What would happen if headquarters went down? Could your staff and institution carry on business as usual or would it be a major disruption?

Ensuring smooth operations, even when your main office is inoperable or unreachable, is a cornerstone of business continuity management. Clients, customers, members, and regulators expect you to reliably and consistently deliver products and services as promised.

But it’s not enough just to have a plan. Those plans need to be tested.

It’s not just something we preach as a company that provides a platform for creating, testing, and maintaining business continuity plans (BCP). It’s ingrained into our practice. That’s why late last year we shut down our Brentwood, Tenn., headquarters for 12 hours for our annual disaster recovery and business resiliency test.

We sent our 75 Brentwood employees home to work remotely, disconnected our office from the Internet, and paid close attention to see if everything would go as expected.

The test was a big success with no surprises. Not a single customer complained about a hiccup in service, and employees were able to work from home. There was minimal impact to operations. Everything went as expected.

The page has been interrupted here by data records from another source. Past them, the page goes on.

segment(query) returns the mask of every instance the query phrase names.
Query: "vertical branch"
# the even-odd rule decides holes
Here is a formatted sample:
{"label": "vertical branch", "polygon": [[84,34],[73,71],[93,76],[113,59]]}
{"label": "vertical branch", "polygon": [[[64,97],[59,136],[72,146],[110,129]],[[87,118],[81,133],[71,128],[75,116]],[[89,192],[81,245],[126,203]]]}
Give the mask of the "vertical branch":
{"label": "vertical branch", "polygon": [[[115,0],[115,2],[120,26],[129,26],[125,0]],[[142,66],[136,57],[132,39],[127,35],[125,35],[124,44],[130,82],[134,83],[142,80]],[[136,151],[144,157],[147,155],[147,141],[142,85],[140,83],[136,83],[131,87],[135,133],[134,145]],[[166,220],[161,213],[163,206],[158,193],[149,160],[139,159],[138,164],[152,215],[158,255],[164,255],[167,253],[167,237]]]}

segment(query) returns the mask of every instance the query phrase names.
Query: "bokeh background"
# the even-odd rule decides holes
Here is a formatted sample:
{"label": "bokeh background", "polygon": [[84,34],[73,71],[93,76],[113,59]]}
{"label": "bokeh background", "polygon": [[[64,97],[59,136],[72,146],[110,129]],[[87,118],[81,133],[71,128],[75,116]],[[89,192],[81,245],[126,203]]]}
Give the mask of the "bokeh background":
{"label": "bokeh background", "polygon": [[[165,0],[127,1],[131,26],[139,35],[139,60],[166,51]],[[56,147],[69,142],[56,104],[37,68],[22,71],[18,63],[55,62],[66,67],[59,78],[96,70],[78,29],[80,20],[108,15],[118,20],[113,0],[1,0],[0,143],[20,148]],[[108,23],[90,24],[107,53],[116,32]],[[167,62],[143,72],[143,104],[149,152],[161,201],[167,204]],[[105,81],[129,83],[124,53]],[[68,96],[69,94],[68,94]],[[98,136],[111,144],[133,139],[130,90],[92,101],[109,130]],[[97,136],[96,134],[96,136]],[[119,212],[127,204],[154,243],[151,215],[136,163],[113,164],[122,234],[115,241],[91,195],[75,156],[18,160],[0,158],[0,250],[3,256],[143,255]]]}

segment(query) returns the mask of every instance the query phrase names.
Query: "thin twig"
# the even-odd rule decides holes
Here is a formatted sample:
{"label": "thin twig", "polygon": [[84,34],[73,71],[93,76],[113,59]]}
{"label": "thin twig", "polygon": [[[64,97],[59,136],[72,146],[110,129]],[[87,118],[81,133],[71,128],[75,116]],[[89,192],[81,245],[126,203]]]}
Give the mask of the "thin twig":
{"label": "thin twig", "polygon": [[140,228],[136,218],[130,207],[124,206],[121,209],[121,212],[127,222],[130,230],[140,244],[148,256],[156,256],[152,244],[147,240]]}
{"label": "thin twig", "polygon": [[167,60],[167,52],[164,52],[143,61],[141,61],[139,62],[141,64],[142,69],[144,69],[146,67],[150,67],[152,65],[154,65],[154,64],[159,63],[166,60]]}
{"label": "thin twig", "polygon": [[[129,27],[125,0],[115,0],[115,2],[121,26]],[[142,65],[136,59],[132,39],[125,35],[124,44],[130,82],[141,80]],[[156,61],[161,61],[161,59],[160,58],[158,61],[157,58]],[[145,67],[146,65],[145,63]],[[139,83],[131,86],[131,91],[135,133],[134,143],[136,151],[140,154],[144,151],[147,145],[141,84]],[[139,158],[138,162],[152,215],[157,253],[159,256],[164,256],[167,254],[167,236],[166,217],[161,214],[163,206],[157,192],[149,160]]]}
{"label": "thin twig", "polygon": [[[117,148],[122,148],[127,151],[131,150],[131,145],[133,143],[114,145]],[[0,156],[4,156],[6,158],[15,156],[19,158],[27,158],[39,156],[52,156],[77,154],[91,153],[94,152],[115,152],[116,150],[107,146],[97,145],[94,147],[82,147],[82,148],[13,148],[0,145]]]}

I attribute to the success of the test to planning ahead. In addition to a comprehensive BCP, we also invested the time into preparing staff and processes for the test. Here are a few of the takeaways we gleaned from the exercise.

Make sure everyone knows their role. Staff was given notice of the test one week in advance and two reminder emails in the leadup. We made it clear that it was a workday, and everyone should be prepared to go about their regular business duties at home. You can’t overcommunicate it.

C-level and senior vice presidents were also made aware of their roles, including a call tree and notification tree. While it wasn’t strictly necessary since everyone knew the test was coming, it allowed us to test that element of the plan.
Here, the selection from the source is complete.